Cattle are four-legged animals such as cows and bulls that are raised on farms or ranches for meat or milk. Cattle were domesticated (tamed) in Asia and Europe thousands of years ago. They were not found on the continent of North America until about 500 years ago. Christopher Columbus transported the first cattle across the Atlantic Ocean on his second voyage to the Western Hemisphere in 1493.
Cattle were first brought into North Dakota in the 1860s to provide meat for soldiers at military forts in the area. As the Northern Pacific Railroad tracks moved westward, settlers followed. When land became available in western North Dakota, more cattle were brought to the area.
The valley of the Little Missouri River was perfect for ranching. The region, particularly the Badlands, had good grass for grazing, streams for water, and canyons and gullies for shelter.
Wealthy businessmen in the eastern part of the United States heard about the good grazing lands in western Dakota Territory. They began furnishing money to start huge cattle ranches in the area. Cowboys drove cattle along trails from regions in the south to fatten up on healthful grass in the western part of North Dakota.

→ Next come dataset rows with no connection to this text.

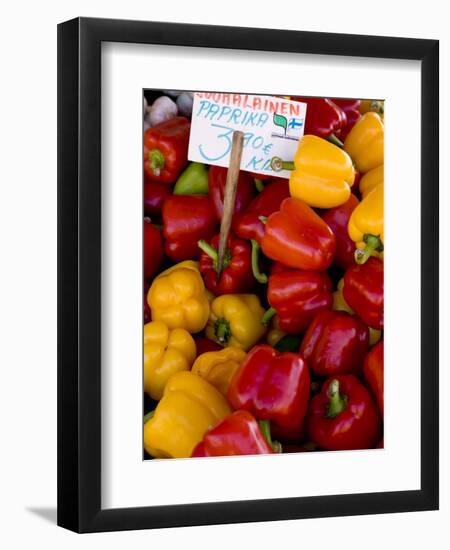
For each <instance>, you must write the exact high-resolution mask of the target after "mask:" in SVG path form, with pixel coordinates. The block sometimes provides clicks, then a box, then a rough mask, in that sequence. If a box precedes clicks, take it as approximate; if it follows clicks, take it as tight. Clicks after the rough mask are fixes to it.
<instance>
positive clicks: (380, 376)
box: [363, 340, 384, 416]
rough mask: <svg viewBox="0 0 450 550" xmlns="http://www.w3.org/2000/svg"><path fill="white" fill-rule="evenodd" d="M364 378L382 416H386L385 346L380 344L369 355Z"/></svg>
mask: <svg viewBox="0 0 450 550" xmlns="http://www.w3.org/2000/svg"><path fill="white" fill-rule="evenodd" d="M363 376H364V379H365V381H366V382H367V385H368V386H369V388H370V389H371V391H372V394H373V395H374V397H375V400H376V402H377V403H378V408H379V409H380V413H381V416H384V344H383V340H382V341H381V342H378V344H376V345H375V346H374V347H373V348H372V349H371V350H370V351H369V353H368V354H367V356H366V359H365V361H364V365H363Z"/></svg>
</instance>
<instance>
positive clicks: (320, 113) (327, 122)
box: [292, 96, 347, 147]
mask: <svg viewBox="0 0 450 550" xmlns="http://www.w3.org/2000/svg"><path fill="white" fill-rule="evenodd" d="M292 99H293V100H294V101H301V102H302V103H306V105H307V107H306V120H305V130H304V133H305V135H306V134H312V135H314V136H318V137H321V138H323V139H329V140H330V141H332V142H333V143H335V144H336V145H339V146H340V147H342V143H340V142H339V140H336V139H335V134H336V132H337V131H338V130H340V129H341V128H343V127H344V126H345V125H346V124H347V117H346V116H345V113H344V111H343V110H342V109H341V108H340V107H338V106H337V105H336V103H334V101H332V100H331V99H327V98H324V97H300V96H295V97H292Z"/></svg>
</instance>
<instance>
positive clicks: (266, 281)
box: [251, 239, 267, 284]
mask: <svg viewBox="0 0 450 550" xmlns="http://www.w3.org/2000/svg"><path fill="white" fill-rule="evenodd" d="M251 242H252V271H253V275H254V277H255V279H256V280H257V281H258V283H261V284H265V283H267V275H266V274H265V273H261V271H260V269H259V249H260V246H259V244H258V243H257V242H256V241H255V239H252V240H251Z"/></svg>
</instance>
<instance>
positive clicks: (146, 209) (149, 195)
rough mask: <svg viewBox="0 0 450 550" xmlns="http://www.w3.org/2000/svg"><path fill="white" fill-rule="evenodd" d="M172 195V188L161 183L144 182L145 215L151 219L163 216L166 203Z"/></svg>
mask: <svg viewBox="0 0 450 550" xmlns="http://www.w3.org/2000/svg"><path fill="white" fill-rule="evenodd" d="M171 194H172V188H171V186H170V185H167V183H161V182H160V181H150V180H148V179H147V178H146V179H145V181H144V214H145V215H146V216H149V217H150V218H156V217H158V216H160V215H161V210H162V205H163V203H164V201H165V200H166V199H167V197H169V196H170V195H171Z"/></svg>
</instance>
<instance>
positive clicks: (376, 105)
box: [370, 100, 384, 115]
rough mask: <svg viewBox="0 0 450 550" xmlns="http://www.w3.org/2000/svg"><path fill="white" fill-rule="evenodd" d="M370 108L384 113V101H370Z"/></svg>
mask: <svg viewBox="0 0 450 550" xmlns="http://www.w3.org/2000/svg"><path fill="white" fill-rule="evenodd" d="M370 110H371V111H373V112H375V113H379V114H380V115H382V114H383V113H384V101H378V100H375V101H372V102H371V103H370Z"/></svg>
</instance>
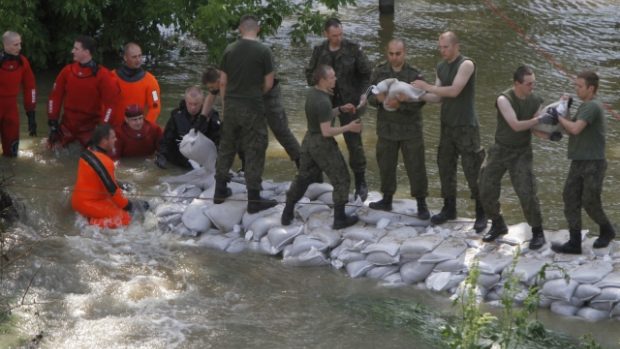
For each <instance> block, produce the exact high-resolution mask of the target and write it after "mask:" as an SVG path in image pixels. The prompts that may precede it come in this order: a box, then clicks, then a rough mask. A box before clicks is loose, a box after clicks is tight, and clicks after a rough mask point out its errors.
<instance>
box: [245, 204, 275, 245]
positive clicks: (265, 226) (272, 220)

The largest number of cattle herds came from Texas. They were a rugged breed of cattle called “Texas Longhorns.” In 1876, one of the first herds of Texas Longhorns, consisting of about 2,500 head of cattle, was brought to North Dakota. It took about three months to drive a herd of cattle from Texas to North Dakota.
The early ranchers in western North Dakota kept their cattle on open range. This means that the land was not fenced in, and cattle were free to graze anywhere. Naturally, cattle from the different ranches got mixed together. Every ranch had its own brand, or special mark, that was burned onto the skin of each animal in order to identify it.
Twice a year, a round-up was held. Cowboys from surrounding ranches rounded up the cattle. A branding iron heated in a fire was used to brand each calf with the same brand as the cow it was following. The cattle that were ready for market were separated from the herd so they could be shipped to market. The market cattle usually were herded to the railroad yard and loaded into train boxcars.
Theodore Roosevelt came to the Badlands to hunt bison in 1883 and ended up buying two ranches. For several years, he spent summers or parts of summers in North Dakota hunting and working on his ranches. Theodore Roosevelt served as president of the United States from 1901 to 1909 and credited his experience in North Dakota as a factor in becoming president.
Over the next decade, millions of cattle from Texas and other areas were fattened up in western North Dakota and then taken to market. By 1886, the range had become overcrowded with thousands of cattle that were competing for the grass. The summer of 1886 was very dry, so the grass did not grow well. When fall came, the cattle were thin and not as strong as they should have been to face the winter.
The winter of 1886 started early with a heavy snowfall. A few days later, the weather turned mild, melting the top layer of snow. Suddenly, the temperature dropped, and a thick crust of ice was formed on top of the snow. This made it very difficult for the cattle to get to the grass underneath.
The winter turned out to be severe with blizzards and extremely low temperatures. January and February had several days with temperatures falling lower than 40 degrees below zero. The combination of the cattle starting the winter being thin, the ice crust over the grass, the extremely cold temperatures, and not enough shelter from the blizzards resulted in disaster for the herds. By the time spring came, about 80 percent of the cattle had died. This means that out of every 100 cattle, only about 20 were left (100-80 = 20). Many of the big cattle companies went broke (lost all their money).
Several of the cattle ranchers turned to raising horses. There was a big demand for work horses, which were the main source of power on the farms. Horses were also used throughout the country for pulling wagons, buggies, and providing other means of transportation and power.
A few ranchers in western North Dakota raised sheep, but sheep ranching never became as popular as cattle or horse ranching. The sheep herders needed to be watchful of predators, such as wolves and coyotes.
Both the bonanza farms and the huge cattle ranches had served useful purposes in the settlement of North Dakota. They had shown that the land was productive, and agriculture could provide a means of support. Eastern newspapers, as well as newspapers in Europe, printed stories about the good living that could be made in this exciting new land.